Electricity systems are under increasing stress related to resource adequacy. Unprecedented load growth, changes in historical weather patterns, retirement of conventional resources, and the rise of variable and energy-limited resources have created new challenges for maintaining resource adequacy. At the same time, recent events have shown that conventional thermal generators often underperform during critical winter conditions. In this context, power system planners and market operators are reevaluating longstanding practices for determining and allocating resource adequacy need. E3’s new white paper, Resource Adequacy for the Energy Transition: A Critical Periods Reliability Framework and its Applications in Planning and Markets, describes these challenges and lays out a framework that both formalizes and advances the emerging methodologies for evaluating resource adequacy need.

The paper presents a comprehensive framework for modernizing how utilities and market operators determine total reliability need, accredit resource capacity, and allocate procurement responsibility.
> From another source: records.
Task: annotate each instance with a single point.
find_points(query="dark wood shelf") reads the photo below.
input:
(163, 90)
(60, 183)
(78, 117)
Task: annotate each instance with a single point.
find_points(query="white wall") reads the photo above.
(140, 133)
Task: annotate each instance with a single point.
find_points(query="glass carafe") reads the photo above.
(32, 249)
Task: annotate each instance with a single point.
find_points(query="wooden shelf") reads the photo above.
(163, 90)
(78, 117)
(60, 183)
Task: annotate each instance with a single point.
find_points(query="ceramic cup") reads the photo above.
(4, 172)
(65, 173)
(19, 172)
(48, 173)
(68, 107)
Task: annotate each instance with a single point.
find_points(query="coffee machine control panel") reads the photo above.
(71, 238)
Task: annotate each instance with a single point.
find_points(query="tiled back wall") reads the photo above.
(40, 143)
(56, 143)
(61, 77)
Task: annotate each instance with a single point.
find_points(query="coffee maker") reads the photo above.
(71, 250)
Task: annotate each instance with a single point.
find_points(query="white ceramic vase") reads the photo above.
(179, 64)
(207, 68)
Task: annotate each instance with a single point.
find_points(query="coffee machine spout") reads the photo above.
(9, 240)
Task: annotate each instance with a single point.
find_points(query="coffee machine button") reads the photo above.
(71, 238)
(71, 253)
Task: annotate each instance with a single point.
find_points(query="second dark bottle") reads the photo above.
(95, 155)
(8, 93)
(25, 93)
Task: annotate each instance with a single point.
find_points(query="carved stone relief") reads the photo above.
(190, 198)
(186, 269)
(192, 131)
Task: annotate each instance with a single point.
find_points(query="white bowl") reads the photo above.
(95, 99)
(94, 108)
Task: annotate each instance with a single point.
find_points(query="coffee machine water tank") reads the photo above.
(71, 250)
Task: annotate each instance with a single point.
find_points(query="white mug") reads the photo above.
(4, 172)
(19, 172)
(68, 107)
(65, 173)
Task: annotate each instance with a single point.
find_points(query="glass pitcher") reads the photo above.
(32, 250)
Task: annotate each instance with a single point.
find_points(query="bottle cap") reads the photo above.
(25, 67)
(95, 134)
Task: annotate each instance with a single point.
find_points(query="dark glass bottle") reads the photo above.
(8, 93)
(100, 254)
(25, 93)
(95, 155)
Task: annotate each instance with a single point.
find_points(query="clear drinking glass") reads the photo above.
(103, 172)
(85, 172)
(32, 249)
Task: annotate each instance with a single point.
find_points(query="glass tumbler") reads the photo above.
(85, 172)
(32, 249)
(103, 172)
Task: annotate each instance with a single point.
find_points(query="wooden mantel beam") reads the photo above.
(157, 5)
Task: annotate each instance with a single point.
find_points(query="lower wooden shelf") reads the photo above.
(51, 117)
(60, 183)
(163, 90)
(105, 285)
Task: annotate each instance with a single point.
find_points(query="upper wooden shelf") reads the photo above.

At its core is a shift from a focus on peak demand to a focus on “critical periods” – the hours when the system is most likely to experience power supply shortfalls. These are not necessarily the hours of highest demand but rather those when the resource mix is least able to perform as needed. As power systems evolve to accommodate higher penetration of variable energy resources, these critical periods are increasingly diverging from traditional peaks. For example, in California, critical periods have shifted to after sunset during summer evenings, when solar output falls but demand remains high.

Key elements of the framework include:
- Critical Periods and Total Reliability Need (TRN): Reframes resource adequacy around the hours of greatest reliability risk and uses a loss-of-load standard to define how much equivalent perfect capacity is needed to meet system needs.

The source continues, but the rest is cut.